Last season, Levenseller noted, the Cougars' proficiency in the red zone was outstanding until injuries at tight end mounted, starting with the Oregon State game. From then on, red zone production dropped. He doesn't foresee a replay of that in 2007 given what truly is unprecedented tight end depth. In fact, the Cougars are so stacked at the position that Mooney, a redshirt freshman last season, is No. 5 on the depth chart -- yet forecast by tight ends Greg Peterson to one day be a Pac-10 star.

Frischknecht, who enrolled in January after catching 54 passes last season for Snow College, is perhaps the most intriguing face in the group. He was a wide receiver as a JC freshman but grew to 6-3, 250 pounds and was moved to tight end a year ago. His pass catching skills are outstanding because of that history as a receiver.

BRINK, THE SENIOR co-captain and reigning second-team All-Pac-10 quarterback, said the emphasis in summer drills will be narrowly focused.

“I think the biggest thing, offensively, we’ll do a lot of stuff with the wide receivers and tight ends and work in the red zone, as well as with our timing,” he said.

“The work is structured the same (as last summer), but we’ll do more stuff together with the defense,” Brink stated. “We’re working on cohesion as a team.”

Asked who he thought could have a breakout season, Brink was quick to say, “I think Brandon Gibson has obviously played a large part and I expect him to continue where he left off. Jed Collins is another player. He’ll have a more important role now that Cody (Boyd) is gone.”

Gibson, a junior from Puyallup, caught 49 passes last season -- sixth-most in the conference -- but worked in the shadow of star senior Jason Hill, who is now doing his thing for the San Francisco 49ers.

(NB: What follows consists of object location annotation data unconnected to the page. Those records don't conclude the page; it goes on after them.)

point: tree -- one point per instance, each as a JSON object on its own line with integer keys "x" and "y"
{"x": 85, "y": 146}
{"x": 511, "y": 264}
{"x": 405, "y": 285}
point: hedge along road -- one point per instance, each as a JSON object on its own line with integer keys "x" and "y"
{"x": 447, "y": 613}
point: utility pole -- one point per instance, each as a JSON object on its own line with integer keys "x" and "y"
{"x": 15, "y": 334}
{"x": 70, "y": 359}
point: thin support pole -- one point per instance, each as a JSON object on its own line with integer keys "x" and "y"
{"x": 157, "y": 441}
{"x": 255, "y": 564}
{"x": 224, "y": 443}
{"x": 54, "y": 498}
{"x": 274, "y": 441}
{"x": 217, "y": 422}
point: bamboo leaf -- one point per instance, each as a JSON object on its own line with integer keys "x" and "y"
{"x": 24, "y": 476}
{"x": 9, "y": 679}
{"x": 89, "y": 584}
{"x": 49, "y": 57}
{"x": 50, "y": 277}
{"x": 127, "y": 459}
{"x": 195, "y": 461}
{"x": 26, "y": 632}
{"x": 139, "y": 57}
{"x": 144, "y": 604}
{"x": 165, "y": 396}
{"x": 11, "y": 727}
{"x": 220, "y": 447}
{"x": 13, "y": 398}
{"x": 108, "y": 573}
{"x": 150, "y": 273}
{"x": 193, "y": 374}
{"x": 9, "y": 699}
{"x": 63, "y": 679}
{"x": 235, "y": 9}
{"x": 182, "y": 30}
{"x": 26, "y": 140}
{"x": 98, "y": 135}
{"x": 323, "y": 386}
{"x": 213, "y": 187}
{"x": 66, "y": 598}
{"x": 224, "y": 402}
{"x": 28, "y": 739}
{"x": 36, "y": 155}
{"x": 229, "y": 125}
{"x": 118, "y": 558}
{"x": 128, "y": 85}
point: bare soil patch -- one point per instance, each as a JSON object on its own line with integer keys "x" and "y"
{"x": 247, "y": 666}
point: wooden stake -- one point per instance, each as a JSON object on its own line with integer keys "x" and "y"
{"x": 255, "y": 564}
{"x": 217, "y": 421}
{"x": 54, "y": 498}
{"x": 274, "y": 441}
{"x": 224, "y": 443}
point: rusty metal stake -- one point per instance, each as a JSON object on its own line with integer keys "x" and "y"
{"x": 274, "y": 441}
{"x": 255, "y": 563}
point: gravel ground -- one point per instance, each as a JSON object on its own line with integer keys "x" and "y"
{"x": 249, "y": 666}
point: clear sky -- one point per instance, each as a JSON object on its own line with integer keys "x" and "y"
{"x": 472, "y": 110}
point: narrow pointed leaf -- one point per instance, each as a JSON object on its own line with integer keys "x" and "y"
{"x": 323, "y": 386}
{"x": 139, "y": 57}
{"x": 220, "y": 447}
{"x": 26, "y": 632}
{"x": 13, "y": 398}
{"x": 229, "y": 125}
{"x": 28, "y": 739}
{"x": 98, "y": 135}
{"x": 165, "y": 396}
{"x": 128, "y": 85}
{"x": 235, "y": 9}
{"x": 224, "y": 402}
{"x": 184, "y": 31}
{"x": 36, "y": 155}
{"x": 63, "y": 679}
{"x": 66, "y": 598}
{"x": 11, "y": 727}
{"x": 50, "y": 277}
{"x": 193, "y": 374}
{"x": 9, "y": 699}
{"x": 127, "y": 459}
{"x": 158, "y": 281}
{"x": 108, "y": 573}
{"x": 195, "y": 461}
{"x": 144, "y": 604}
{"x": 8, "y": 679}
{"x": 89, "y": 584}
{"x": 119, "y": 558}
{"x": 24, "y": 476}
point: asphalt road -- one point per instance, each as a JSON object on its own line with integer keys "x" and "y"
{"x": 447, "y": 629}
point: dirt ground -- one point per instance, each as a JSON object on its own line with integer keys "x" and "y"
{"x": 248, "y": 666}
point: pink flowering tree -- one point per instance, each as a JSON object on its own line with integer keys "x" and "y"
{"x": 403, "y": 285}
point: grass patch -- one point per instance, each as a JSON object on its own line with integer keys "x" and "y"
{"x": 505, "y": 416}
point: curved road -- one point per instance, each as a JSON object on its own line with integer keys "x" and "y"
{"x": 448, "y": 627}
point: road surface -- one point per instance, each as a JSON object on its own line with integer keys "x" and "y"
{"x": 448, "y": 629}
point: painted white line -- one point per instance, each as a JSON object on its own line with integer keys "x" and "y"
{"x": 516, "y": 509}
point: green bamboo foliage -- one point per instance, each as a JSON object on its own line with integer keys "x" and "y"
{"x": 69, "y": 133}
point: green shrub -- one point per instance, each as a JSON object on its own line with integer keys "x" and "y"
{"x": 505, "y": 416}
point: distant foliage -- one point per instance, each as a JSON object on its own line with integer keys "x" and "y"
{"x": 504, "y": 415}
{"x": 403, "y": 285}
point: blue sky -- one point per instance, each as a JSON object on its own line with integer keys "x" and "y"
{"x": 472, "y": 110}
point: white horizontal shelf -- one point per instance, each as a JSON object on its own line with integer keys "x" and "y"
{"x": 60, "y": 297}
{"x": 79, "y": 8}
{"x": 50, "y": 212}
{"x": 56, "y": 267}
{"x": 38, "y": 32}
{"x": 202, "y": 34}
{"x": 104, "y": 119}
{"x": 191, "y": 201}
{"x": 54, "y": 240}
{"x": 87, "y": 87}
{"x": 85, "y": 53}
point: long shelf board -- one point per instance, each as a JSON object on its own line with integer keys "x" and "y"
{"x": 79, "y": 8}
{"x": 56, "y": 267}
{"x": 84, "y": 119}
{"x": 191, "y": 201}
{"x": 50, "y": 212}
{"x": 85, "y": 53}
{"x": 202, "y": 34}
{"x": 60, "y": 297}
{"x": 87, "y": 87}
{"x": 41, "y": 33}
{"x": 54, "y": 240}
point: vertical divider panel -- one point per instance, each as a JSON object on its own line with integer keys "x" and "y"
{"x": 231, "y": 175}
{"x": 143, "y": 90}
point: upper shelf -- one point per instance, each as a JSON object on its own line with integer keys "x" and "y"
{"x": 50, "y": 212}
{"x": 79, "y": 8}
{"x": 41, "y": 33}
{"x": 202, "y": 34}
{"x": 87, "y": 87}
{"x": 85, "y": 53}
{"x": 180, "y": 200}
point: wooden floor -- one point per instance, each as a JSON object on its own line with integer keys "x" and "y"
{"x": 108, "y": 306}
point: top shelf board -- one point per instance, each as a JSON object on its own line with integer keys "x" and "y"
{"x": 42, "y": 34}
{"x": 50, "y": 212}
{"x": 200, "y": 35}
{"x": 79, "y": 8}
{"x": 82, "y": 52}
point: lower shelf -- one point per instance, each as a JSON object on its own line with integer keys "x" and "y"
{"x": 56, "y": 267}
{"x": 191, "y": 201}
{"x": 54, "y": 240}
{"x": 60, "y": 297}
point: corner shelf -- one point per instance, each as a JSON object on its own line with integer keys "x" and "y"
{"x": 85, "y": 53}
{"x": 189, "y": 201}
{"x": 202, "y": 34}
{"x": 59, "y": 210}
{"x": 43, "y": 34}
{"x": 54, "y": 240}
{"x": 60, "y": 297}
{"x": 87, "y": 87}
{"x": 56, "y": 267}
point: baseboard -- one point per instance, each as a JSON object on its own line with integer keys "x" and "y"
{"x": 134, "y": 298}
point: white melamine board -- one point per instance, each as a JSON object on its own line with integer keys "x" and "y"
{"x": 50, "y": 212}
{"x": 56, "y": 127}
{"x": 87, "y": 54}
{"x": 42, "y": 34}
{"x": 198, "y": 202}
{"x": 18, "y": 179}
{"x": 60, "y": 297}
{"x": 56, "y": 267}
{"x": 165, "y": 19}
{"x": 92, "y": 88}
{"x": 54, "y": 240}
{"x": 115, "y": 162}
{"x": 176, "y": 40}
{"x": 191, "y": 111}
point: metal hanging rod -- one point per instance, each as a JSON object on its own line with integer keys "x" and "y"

Senior safety Husain Abdullah, the defensive captain, echoed Brink's comments about team unity.

“We set some goals,” said the three-year starter. “We’re going to bond together, trust each other and get closer to one another off the field.”

He pointed to fifth-year safety Christian Bass as someone Cougar fans should keep an eye one. Bass came out of the spring season as No. 1 at Frampton's old post at strong safety.

“He doesn’t get a lot of credit to how good he is since he’s played behind myself and Eric Frampton,” Abdullah said.

Linemen don't partake in skelly drills, but when not lifting or running are devouring film and working on their footwork and techniques.

N0TABLE NOTE:
* Brink is a lock as the No. 1 quarterback and Rogers is No. 2, but the No. 3 spot figures to be a battle royale between Morgan and Lopina, Levenseller said last week. Lopina, a former Kansas State player, missed much of the spring with a bad hamstring so Morgan won the No. 3 slot by default. Incoming freshman Marshall Lobbestael of Oak Harbor will join the fray this fall and then in January, Levenseller's son J.T. Levenseller, who is grayshirting, will be in the fold as well.